What International Students Say

Open quotesBeing part of the TC community has shaped who I am. It’s about the experiences we bring as individuals — and how we use them to strengthen and give back to our community. It is never too early to start, and no action is too small to do the right thing.Close quotes

Doctoral student Yuang (Connor) Song from Beijing, China

The department would help usher in what Gita Steiner-Khamsi, the William Heard Kilpatrick Professor of Comparative Education, describes as a new “golden era” for international work at the College. When she joined the College in 1995, “it was like all the doors, all the opportunities to collaborate were open because we had important alumni all over the world,” says Steiner-Khamsi, who has since worked with the next generation of leading scholars in comparative education. One of her earliest doctoral cohorts established the field’s first online journal, Current Issues in Comparative Education, which will celebrate its 30th anniversary next year.
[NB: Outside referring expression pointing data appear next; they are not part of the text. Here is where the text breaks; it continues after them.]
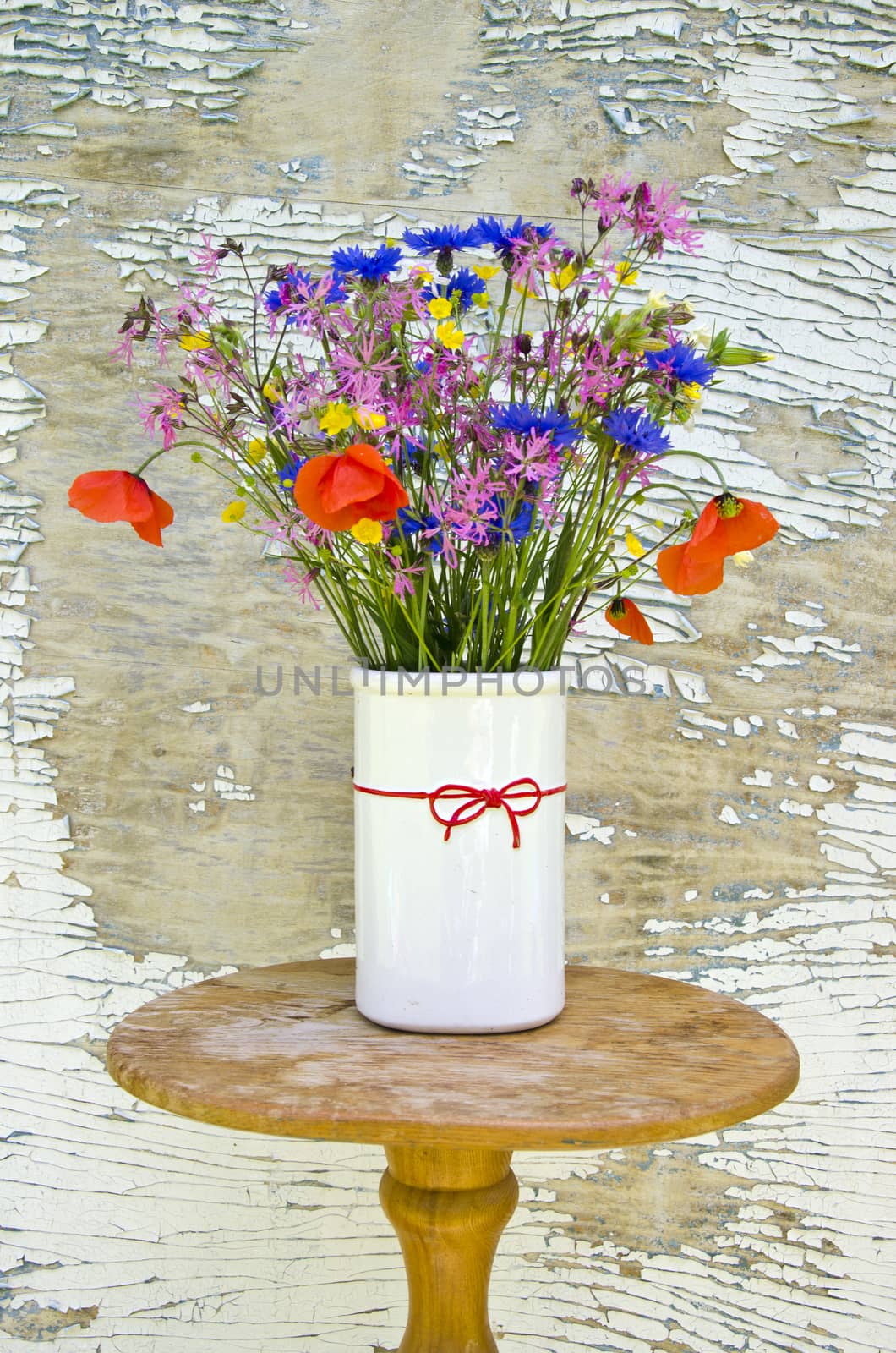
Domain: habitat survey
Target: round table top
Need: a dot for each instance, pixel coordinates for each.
(283, 1050)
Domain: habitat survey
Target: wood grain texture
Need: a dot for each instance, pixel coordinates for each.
(283, 1050)
(448, 1230)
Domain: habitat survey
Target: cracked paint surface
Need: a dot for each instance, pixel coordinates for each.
(735, 827)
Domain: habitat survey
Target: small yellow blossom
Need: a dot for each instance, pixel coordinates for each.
(448, 335)
(565, 277)
(337, 419)
(193, 342)
(634, 545)
(369, 419)
(439, 308)
(367, 531)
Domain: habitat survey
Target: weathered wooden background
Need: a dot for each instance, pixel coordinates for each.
(162, 820)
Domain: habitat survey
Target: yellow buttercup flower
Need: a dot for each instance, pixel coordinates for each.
(439, 308)
(367, 531)
(337, 419)
(634, 545)
(448, 335)
(369, 419)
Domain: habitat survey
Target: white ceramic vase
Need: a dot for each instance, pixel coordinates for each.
(459, 935)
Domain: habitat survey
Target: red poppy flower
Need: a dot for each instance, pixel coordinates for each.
(339, 490)
(118, 496)
(727, 525)
(624, 615)
(686, 575)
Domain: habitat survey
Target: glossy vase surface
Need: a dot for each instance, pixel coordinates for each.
(466, 934)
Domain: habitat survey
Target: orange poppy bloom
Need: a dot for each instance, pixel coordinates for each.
(727, 525)
(626, 616)
(118, 496)
(686, 575)
(336, 491)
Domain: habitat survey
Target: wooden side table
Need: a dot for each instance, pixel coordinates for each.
(283, 1050)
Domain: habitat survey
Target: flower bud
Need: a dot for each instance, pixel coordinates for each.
(743, 356)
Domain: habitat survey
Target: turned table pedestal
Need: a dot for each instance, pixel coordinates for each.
(283, 1050)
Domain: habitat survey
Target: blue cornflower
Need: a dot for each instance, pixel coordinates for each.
(522, 419)
(686, 365)
(635, 430)
(517, 527)
(493, 232)
(410, 523)
(441, 238)
(290, 471)
(410, 451)
(369, 267)
(283, 293)
(462, 282)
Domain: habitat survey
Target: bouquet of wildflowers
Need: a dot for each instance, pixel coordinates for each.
(448, 441)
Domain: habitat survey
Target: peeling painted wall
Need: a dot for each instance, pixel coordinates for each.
(733, 816)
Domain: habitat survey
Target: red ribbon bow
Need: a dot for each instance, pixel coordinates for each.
(473, 802)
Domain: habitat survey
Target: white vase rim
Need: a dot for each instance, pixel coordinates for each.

Of the more than 70 TC doctoral students she has mentored, Steiner-Khamsi has witnessed the “unbelievable careers they have made and their contributions to the growth of our field.” 

Nevertheless, graduates from across TC’s disciplines often go on to make contributions to their fields internationally — as economists, health policy officials, instructional designers, mental health experts and more. To be globally minded is embedded within the College itself. 
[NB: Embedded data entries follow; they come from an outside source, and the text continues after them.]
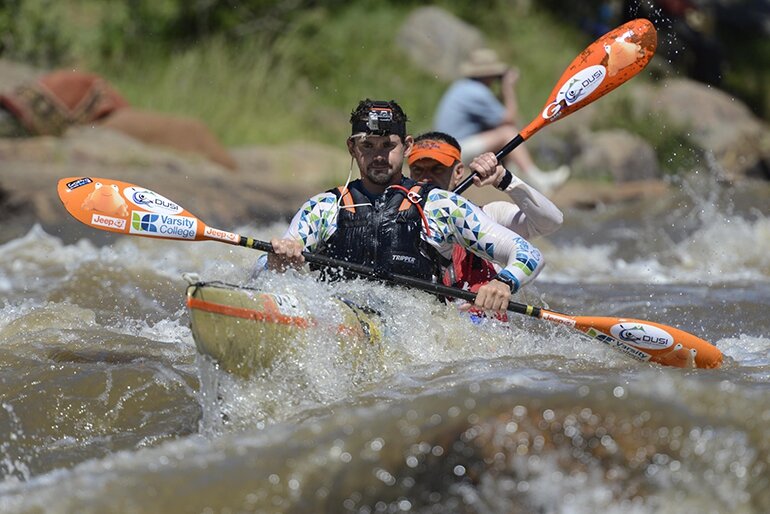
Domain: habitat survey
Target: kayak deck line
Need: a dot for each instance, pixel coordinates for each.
(267, 316)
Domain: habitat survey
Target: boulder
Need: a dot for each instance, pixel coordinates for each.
(438, 41)
(615, 154)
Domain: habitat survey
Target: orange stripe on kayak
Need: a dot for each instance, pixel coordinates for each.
(240, 312)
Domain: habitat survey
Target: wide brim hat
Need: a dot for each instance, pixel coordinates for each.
(483, 62)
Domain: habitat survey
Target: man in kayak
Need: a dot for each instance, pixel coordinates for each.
(435, 157)
(395, 225)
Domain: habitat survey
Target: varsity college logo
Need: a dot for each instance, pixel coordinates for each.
(161, 225)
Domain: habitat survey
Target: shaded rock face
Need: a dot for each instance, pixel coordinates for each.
(438, 41)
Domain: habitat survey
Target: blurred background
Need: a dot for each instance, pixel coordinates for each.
(266, 71)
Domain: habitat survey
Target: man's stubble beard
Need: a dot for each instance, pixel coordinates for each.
(381, 178)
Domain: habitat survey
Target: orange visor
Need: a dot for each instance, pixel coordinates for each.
(440, 151)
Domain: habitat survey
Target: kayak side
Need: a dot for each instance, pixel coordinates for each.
(244, 330)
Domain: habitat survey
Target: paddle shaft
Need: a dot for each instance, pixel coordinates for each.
(416, 283)
(508, 148)
(596, 71)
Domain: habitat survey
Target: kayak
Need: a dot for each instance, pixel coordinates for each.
(244, 330)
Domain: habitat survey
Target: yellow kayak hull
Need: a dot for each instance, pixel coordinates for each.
(244, 330)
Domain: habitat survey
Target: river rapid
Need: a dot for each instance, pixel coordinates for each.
(105, 405)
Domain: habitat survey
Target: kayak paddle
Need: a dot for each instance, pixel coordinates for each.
(605, 64)
(116, 206)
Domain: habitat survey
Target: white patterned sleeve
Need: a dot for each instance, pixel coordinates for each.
(315, 221)
(453, 219)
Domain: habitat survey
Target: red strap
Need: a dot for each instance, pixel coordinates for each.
(347, 199)
(412, 197)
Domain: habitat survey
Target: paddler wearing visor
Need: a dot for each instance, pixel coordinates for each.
(391, 223)
(436, 157)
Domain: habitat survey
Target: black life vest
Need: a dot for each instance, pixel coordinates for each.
(384, 234)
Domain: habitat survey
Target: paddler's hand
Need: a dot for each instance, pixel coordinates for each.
(489, 171)
(493, 296)
(287, 253)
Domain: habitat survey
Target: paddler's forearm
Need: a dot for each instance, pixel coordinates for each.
(542, 215)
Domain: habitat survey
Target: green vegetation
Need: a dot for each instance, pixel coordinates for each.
(270, 75)
(271, 71)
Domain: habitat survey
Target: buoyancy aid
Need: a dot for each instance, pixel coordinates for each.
(468, 270)
(384, 234)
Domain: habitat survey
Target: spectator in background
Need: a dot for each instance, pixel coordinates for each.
(471, 112)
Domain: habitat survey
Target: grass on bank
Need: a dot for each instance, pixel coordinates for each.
(301, 83)
(304, 84)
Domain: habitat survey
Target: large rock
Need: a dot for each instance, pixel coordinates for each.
(615, 154)
(438, 41)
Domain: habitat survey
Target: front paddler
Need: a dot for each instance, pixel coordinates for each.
(388, 222)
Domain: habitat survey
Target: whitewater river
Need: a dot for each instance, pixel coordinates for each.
(105, 405)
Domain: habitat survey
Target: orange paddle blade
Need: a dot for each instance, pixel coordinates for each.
(117, 206)
(645, 340)
(605, 64)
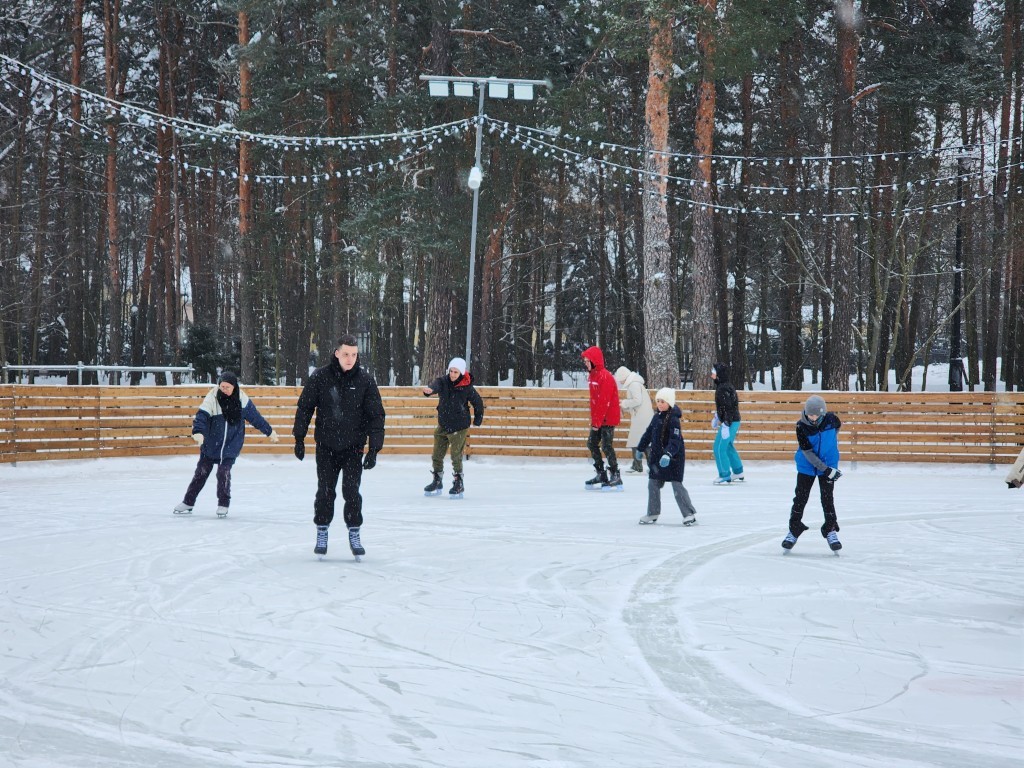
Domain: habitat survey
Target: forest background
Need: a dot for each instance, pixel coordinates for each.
(825, 185)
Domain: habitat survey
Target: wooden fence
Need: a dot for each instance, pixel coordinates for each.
(89, 422)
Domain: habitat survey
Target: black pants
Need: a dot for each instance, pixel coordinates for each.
(602, 439)
(203, 470)
(347, 463)
(804, 485)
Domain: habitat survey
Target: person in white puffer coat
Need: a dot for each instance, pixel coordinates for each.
(637, 404)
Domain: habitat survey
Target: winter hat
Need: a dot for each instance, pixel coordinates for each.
(230, 404)
(666, 393)
(815, 406)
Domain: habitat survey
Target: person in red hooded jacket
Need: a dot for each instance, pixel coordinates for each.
(604, 416)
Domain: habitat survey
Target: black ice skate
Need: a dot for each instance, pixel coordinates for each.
(614, 481)
(595, 482)
(354, 544)
(834, 543)
(457, 489)
(435, 486)
(321, 548)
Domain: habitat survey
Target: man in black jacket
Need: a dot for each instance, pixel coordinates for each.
(348, 413)
(455, 394)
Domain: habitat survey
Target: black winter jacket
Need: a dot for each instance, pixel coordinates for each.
(665, 435)
(454, 399)
(348, 409)
(726, 400)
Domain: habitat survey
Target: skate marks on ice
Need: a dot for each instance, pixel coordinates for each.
(842, 677)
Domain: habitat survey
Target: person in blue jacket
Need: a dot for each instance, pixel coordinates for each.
(817, 457)
(666, 451)
(219, 430)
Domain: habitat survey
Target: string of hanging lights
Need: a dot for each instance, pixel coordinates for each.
(814, 170)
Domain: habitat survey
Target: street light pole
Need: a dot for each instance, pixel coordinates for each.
(475, 176)
(520, 90)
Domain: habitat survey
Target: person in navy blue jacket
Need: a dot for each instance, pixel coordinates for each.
(817, 457)
(666, 450)
(219, 430)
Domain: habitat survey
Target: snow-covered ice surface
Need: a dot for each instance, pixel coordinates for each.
(531, 625)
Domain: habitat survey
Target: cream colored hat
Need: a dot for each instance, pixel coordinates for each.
(666, 393)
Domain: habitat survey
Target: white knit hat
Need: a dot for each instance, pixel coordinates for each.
(666, 393)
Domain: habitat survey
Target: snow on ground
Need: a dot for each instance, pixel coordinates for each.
(531, 625)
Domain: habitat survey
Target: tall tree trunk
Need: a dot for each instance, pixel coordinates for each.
(705, 273)
(247, 293)
(112, 15)
(792, 318)
(837, 368)
(742, 258)
(999, 259)
(663, 368)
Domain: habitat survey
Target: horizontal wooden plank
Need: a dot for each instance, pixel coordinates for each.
(78, 422)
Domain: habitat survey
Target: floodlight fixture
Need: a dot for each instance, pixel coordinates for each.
(522, 91)
(497, 89)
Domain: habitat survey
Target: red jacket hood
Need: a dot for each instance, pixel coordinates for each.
(595, 355)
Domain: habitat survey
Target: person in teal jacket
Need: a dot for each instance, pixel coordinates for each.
(219, 430)
(816, 457)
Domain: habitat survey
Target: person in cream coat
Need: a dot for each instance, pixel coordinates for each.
(637, 404)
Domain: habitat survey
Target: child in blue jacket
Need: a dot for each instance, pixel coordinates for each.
(219, 430)
(817, 457)
(666, 450)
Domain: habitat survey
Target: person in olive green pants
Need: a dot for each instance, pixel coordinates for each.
(455, 395)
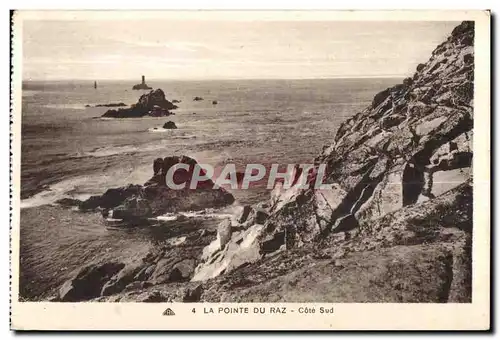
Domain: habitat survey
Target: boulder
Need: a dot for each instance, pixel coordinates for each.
(120, 280)
(88, 281)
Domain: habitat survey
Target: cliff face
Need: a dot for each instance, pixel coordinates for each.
(397, 224)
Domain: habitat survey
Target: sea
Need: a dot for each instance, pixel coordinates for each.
(67, 150)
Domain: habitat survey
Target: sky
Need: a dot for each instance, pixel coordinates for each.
(201, 49)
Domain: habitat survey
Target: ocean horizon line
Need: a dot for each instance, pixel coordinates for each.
(211, 79)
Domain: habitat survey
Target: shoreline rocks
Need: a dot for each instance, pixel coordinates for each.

“For graduate students, in particular, global education offers a framework for pursuing research and practice that is both contextually grounded and internationally informed,” says Williams, herself a doctoral graduate of TC’s International Educational Development program. “Their work often sits at the intersection of disciplines and geographies, requiring both analytical rigor and cultural fluency.”

Paris Study Abroad 1

Students traveled to Paris in March to learn how global education agendas are set, coordinated, and challenged in today’s shifting international landscape under the expertise of Gita Steiner-Khamsi, William Heard Kilpatrick Professor of Comparative Education, and Jessica Riccio (Ed.D. ’08, M.Ed. ’02, M.A. ’99), Associate Professor of Teaching (both pictured center). The program is just one of the College’s growing number of TC faculty-led study abroad offerings. 
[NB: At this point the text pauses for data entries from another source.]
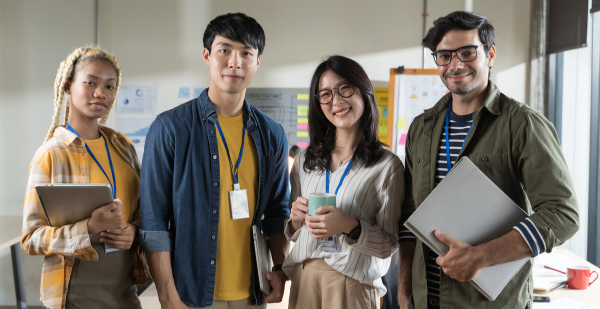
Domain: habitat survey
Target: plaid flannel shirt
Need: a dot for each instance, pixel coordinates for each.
(64, 159)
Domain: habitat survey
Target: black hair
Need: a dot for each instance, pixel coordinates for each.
(323, 133)
(238, 27)
(460, 20)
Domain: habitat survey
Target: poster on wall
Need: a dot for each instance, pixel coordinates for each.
(136, 110)
(137, 100)
(288, 107)
(414, 94)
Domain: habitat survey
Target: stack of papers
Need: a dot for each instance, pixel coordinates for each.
(564, 303)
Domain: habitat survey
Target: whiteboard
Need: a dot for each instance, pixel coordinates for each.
(413, 95)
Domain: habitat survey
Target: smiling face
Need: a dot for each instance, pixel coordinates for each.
(232, 64)
(344, 113)
(92, 91)
(464, 77)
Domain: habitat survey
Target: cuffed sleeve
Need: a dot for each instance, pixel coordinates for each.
(277, 210)
(532, 236)
(156, 241)
(408, 203)
(548, 184)
(156, 191)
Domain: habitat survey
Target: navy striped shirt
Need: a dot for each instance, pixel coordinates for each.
(458, 130)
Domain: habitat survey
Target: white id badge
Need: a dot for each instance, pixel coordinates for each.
(239, 203)
(108, 249)
(331, 244)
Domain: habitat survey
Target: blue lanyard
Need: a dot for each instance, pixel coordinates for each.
(448, 160)
(237, 169)
(114, 183)
(341, 181)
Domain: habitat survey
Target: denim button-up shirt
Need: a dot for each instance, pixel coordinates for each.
(180, 192)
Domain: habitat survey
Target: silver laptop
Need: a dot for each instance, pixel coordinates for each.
(263, 259)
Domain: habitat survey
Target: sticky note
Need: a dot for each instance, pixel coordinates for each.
(184, 92)
(403, 139)
(401, 123)
(197, 92)
(302, 110)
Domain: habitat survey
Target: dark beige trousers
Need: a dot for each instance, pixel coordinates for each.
(235, 304)
(316, 285)
(105, 283)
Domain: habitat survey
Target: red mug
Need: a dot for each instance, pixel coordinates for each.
(578, 277)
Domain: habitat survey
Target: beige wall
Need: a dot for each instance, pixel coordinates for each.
(160, 43)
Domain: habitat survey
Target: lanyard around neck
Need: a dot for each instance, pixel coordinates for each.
(446, 128)
(341, 180)
(114, 182)
(237, 169)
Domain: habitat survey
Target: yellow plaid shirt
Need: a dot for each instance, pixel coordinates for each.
(64, 159)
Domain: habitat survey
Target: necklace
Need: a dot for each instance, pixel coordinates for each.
(340, 161)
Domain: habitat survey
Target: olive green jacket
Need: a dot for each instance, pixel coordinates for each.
(518, 149)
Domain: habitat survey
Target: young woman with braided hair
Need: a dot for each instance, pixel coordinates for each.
(76, 271)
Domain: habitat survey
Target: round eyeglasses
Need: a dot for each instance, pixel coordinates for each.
(464, 54)
(325, 96)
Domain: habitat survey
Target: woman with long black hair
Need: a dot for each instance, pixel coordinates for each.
(341, 253)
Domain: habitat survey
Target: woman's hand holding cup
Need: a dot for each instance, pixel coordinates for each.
(298, 213)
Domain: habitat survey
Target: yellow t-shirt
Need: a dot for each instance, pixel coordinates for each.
(128, 182)
(234, 265)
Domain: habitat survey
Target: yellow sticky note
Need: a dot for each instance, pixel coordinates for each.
(401, 123)
(302, 110)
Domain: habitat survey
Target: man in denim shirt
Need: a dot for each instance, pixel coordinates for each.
(196, 227)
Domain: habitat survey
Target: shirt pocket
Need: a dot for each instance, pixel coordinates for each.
(493, 165)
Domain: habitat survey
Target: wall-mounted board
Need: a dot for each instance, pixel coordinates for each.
(413, 91)
(288, 107)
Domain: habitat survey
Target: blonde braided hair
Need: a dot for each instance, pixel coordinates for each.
(66, 73)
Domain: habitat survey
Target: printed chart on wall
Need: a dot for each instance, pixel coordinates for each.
(288, 107)
(136, 110)
(414, 93)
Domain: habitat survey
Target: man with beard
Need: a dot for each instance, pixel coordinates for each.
(514, 145)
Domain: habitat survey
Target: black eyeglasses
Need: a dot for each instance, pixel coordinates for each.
(325, 96)
(464, 54)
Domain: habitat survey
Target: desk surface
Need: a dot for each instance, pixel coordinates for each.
(10, 231)
(589, 296)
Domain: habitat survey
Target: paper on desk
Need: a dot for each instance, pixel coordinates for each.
(546, 283)
(551, 260)
(564, 303)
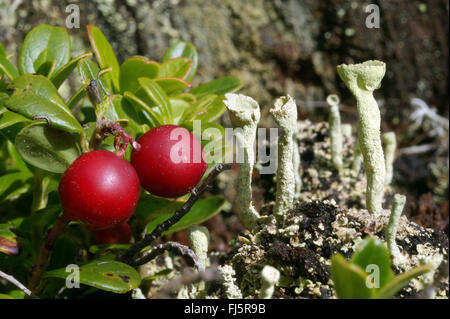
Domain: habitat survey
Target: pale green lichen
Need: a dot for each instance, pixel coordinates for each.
(284, 112)
(390, 145)
(357, 160)
(244, 114)
(198, 237)
(346, 129)
(296, 163)
(269, 278)
(232, 291)
(362, 79)
(391, 231)
(334, 122)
To support students embarking on more of these experiences, the Office of Global Engagement launched study abroad programs in 2024 with offerings from Argentina to France, China and beyond. By implementing study abroad at the graduate level, the College has expanded existing partnerships and strategically unlocked opportunities for students and professionals to deepen their own research and practice while providing meaningful services to local partners. TC’s study abroad programs “bring real support” to communities, explains Amine Mechaal, TC’s Executive Director of Global Engagement. “Our partnerships are mutually beneficial, two-way streets.” 

As TC continues its work around the world, Dewey’s famous bust in Zankel Hall will soon turn a century old. But the legend’s presence is most striking elsewhere. Hansen has experienced Dewey’s impact most profoundly in schools across the world, where he’s seen teachers embody Dewey’s most beloved principle: to embrace life as art to foster learning for its own sake.

“Dewey’s vision of learning remains very powerful. I think he’s absolutely right that if we’re doing everything we can to make learning artful, and we’re really immersed in the moment, then the future is taken care of,” says Hansen. “Dewey’s legacy is, in a wonderful, messy way, behind a lot of the good work that’s going on in schools everywhere.”